Euro zone inflation jumped to another record high and will soon hit double-digit territory, heralding a string of big interest rate hikes even as a painful recession appears increasingly certain.

Inflation in the 19 countries sharing the euro currency accelerated to 9.1% in August from 8.9% a month earlier. Meanwhile, UK bonds continued a rapid sell-off on a scale not seen since the 1990s due to the country's bleak economic outlook.

China's factory activity extended declines in August as new COVID infections, the worst heatwaves in decades and an embattled property sector weighed on production, suggesting the economy will struggle to sustain momentum.

Parts of China's southern city of Guangzhou imposed COVID-19 curbs on Wednesday, joining the tech hub of Shenzhen in battling flare-ups and fuelling uncertainty over commerce and daily life in two of the region's most economically vibrant cities.

Adding to the bearish signals was a report by the Joint Technical Committee of the Organization of the Petroleum Exporting Countries (OPEC) and allies, together called OPEC+.

In it, the JTC said its base case scenario was an oil surplus this year of 900,000 barrels per day (bpd), up 100,000 bpd from its forecast a month earlier.

Read Also: Brent Falls, But Remains Close to US$ 100 a Barrel

Some OPEC+ members have called for cuts.
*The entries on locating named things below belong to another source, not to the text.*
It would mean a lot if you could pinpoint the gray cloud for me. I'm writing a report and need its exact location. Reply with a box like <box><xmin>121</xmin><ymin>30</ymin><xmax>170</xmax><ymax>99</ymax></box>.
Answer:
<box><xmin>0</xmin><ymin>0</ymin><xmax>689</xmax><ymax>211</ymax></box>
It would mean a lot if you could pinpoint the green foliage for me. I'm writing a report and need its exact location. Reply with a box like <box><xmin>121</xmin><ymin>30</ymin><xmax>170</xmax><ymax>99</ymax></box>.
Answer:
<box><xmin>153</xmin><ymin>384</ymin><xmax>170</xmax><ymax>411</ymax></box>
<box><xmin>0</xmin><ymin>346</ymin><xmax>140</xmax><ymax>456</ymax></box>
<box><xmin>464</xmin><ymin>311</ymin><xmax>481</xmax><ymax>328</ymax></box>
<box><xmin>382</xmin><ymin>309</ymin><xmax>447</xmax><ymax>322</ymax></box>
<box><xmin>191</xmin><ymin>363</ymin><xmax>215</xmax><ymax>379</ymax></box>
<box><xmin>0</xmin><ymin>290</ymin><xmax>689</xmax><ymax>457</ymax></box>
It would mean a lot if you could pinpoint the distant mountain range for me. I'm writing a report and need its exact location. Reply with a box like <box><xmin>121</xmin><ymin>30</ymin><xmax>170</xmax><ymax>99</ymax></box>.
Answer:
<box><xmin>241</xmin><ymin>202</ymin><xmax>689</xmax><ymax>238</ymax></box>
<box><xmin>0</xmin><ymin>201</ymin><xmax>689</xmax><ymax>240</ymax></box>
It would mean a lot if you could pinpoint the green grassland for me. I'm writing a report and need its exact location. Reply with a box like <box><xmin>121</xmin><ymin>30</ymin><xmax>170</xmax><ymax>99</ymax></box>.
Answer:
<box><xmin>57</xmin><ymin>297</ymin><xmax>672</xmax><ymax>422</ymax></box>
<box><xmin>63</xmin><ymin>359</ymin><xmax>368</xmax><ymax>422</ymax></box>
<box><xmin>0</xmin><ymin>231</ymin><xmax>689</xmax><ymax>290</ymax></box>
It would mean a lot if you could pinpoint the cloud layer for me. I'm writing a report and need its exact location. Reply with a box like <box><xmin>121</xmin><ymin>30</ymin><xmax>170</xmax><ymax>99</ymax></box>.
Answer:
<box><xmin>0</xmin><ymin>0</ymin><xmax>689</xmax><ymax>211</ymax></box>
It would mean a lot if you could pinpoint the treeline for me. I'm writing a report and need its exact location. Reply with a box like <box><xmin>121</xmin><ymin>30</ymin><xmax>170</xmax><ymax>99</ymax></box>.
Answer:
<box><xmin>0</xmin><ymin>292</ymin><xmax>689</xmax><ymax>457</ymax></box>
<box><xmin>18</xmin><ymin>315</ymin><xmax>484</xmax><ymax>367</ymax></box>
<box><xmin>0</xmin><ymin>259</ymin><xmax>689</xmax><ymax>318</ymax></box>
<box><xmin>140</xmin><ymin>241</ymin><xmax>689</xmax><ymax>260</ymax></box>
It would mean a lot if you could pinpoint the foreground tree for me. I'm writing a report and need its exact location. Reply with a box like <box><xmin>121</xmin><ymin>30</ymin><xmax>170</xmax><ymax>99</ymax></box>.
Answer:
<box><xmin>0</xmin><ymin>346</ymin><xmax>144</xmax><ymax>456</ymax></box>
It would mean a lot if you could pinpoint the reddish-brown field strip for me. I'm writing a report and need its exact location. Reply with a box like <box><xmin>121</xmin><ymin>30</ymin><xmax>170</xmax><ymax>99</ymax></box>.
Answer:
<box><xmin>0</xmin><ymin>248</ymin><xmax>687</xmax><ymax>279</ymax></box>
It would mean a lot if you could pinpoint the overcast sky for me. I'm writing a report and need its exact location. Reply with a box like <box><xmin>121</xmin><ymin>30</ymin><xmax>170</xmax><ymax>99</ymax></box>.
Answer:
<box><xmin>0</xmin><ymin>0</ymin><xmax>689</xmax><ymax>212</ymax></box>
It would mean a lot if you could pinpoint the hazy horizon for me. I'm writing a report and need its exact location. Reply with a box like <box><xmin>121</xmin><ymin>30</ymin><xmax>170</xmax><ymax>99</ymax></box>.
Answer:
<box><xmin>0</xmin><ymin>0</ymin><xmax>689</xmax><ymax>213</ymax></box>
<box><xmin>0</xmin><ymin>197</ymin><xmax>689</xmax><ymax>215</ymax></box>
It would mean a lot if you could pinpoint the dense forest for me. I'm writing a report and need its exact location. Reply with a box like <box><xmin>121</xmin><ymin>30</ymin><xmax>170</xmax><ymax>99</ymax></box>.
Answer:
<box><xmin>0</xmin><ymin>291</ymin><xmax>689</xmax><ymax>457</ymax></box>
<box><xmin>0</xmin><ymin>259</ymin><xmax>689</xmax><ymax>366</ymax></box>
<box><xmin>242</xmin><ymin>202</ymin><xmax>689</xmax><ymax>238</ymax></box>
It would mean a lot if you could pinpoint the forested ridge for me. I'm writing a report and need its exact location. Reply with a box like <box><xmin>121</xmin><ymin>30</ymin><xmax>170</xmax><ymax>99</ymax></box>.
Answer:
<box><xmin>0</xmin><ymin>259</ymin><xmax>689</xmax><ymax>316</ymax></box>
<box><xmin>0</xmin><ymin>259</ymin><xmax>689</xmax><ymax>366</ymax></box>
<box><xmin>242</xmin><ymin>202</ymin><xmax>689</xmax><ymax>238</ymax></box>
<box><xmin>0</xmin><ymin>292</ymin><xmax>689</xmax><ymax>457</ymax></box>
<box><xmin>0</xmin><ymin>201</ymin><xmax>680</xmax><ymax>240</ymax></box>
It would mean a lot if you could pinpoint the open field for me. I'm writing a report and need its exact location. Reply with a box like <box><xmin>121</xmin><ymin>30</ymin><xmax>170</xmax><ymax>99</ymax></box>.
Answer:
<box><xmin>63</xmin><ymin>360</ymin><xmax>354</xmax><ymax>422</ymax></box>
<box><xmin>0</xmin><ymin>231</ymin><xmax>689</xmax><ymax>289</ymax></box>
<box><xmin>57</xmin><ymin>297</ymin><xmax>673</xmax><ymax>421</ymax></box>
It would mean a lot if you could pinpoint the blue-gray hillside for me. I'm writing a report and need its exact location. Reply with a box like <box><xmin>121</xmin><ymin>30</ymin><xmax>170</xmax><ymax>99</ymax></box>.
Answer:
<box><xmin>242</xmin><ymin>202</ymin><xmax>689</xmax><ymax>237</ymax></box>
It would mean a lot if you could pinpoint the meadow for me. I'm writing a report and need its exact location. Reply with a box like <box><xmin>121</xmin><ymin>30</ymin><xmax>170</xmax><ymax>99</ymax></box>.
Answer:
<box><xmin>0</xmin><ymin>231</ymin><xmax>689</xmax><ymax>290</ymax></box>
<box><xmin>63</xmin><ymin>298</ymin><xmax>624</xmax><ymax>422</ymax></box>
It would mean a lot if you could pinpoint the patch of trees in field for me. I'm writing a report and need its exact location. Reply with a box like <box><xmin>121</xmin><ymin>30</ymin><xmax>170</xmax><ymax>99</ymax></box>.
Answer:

The group is next due to meet on Sept. 5.

On the bullish side, data from the American Petroleum Institute (API) showed gasoline inventories fell by about 3.4 million barrels, while distillate stocks, which include diesel and jet fuel, fell by about 1.7 million barrels for the week ended Aug. 26.

The drawdown in gasoline stockpiles was nearly triple the 1.2 million barrel drop that eight analysts polled by Reuters had expected on average. For distillate inventories they had expected a drop of about 1 million barrels.

However, API data showed crude stocks rose by about 593,000 barrels, against analysts' estimates of a drop of around 1.5 million barrels.

Russian action on natural gas lent further support. Gazprom halted natural gas flows through Europe's key supply route on Wednesday as the economic battle intensified between Moscow and Brussels.